Born: 6 June, 1930, in Farnworth, Lancashire. Died: 27 September, 2015, in the Gold Coast, Queensland, Australia, aged 85
F rank Tyson, one of England’s all-time cricket greats, has died aged 85. A lethally fast bowler, his place in the annals of cricket’s “hall of fame” was secured after his outstanding performance in the Ashes series for England in Australia in 1954/5 when, according to one commentator, “he cut through the batsmen’s defence like a knife through butter”. His total of 28 wickets at an average of 20.83 was key to England regaining the Ashes for the first time in Australia for 22 years, since the infamous Bodyline Tests.
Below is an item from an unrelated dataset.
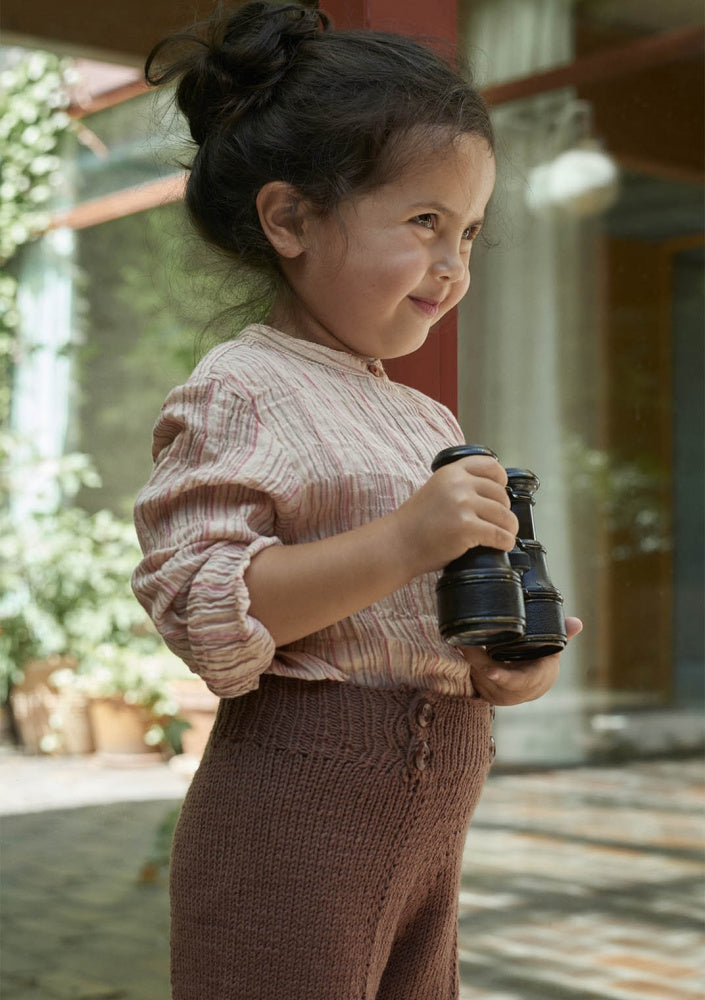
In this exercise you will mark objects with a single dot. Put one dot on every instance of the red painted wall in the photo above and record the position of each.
(434, 368)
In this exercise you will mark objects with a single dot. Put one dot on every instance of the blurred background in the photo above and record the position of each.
(579, 354)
Yet the opening Test in Brisbane gave little hint of what was to come as the tourists were comprehensively beaten, Tyson only managing 1 for 160. There in the tropical heat, as his long run-up of 38 yards was exhausting, he occasionally tried a shorter run with no apparent loss of speed.
In the next match against Victoria in Melbourne, Tyson bowled off the shortened run-up successfully, recording six for 68.
In the second Test in Sydney, he continued this to great effect, securing ten for 130, a huge contribution to England’s win. Wisden described his approach as “beginning with six shuffling steps and finishing with ten deliberate raking strides”.
Tyson achieved this despite being flattened by a bouncer from Lindwall requiring him to be X-rayed. As he lay on the ground semi-conscious, he heard teammate Bill Edrich say to the Australian bowler: “God, you’ve killed him, Lindy.”
In the third Test at Melbourne, watched by a total of 300,270 spectators, he recorded his best ever Test figures of seven for 27 on the final day, which inspired England to an 128-run victory.
Knowledgeable observers reckoned that Tyson’s bowling there and in the previous Test was the fastest ever seen, leading to the press nicknaming him the “Typhoon”. In the fourth Test at Adelaide, Tyson again delivered, this time notching six for 130 for England to secure the Ashes. It had been a bravura performance by Tyson and a career-defining episode.
Between 1954 and 1959 he played 17 Tests, collecting 76 wickets at an average of 18.56, having made his debut against Pakistan.
Undoubtedly he would have won more caps had he been injured less. Given the demands on his body to achieve that deadly pace, it was not surprising he was prone to injury. As he himself wrote: “It is a vicious, demanding science.”
He was brought up in a small council house in the village of Middleton near Manchester with his parents and older brother David. His father was a foreman bleacher in the local works and there were no cricketing antecedents in the family.
His first cricket was played on an area of waste ground behind his house and soon the game captivated him, his hero being fast bowler Harold Larwood.
At the local Queen Elizabeth Grammar School, he shone at football and cricket and, aged 15, made his debut for the local cricket club’s 1st X1, playing in the competitive Central Lancashire League.
National service in the Signals regiment afforded him a lot of time to play including a game against Yorkshire, who fielded Fred Trueman and Brian Close.
As a cricket-mad lad from Lancashire, his dream was to play for the county, but one game in the 2nd X1 was all he managed. He was spotted by a Northamptonshire coach playing for Knypersley, a North Staffs League team, in a special match against a Commonwealth select and offered terms which he was delighted to accept.
He spent his whole county career with Northants. In a foreword to their centenary history, Tyson wrote: “There have undoubtedly been better cricketers than me who will have made more money out of it than me. But not one player has derived more enjoyment than me out of Northants cricket.”
He studied English literature at Durham University, his father having insisted he should have a qualification in case a career in cricket failed. The demands of cricket and education often clashed, and as a result he initially failed his degree exams, requiring him to take his books with him on the Ashes tour to Australia.
Reputedly, he did not “sledge” opponents but instead quoted Wordsworth and Chaucer at them. He used to say that sledging “is a waste of energy, but you can give batsmen a glare though!”
When he retired from playing in 1960, he followed in the footsteps of boyhood hero Larwood and emigrated to Australia. There he married Ursule Miels from Melbourne, where the couple set up home. He taught at the city’s Carey Baptist Grammar School and coached the cricket team which at one time included Graham Yallop, future Australian captain.
He became involved in the Victorian coaching system and from 1975 was full-time director of coaching. He also spent periods coaching in what was then Bombay and commentating on radio and TV. Victoria’s cricket chief executive, Tony Dodemaide, stated: “Frank was one of the greats of the game and pioneered our successful ‘coaching the coaches’ programme. He encouraged countless young cricketers and was truly inspirational.”
The debate as to who is the fastest of the fast men will endure. For his part, Tyson, typically measured, stated: “There have been better fast bowlers but if the rhythm was there, then it was a case of ‘watch out, batsmen’.”
He is survived by his wife, son Philip, daughters Anna and Sara and eight grandchildren.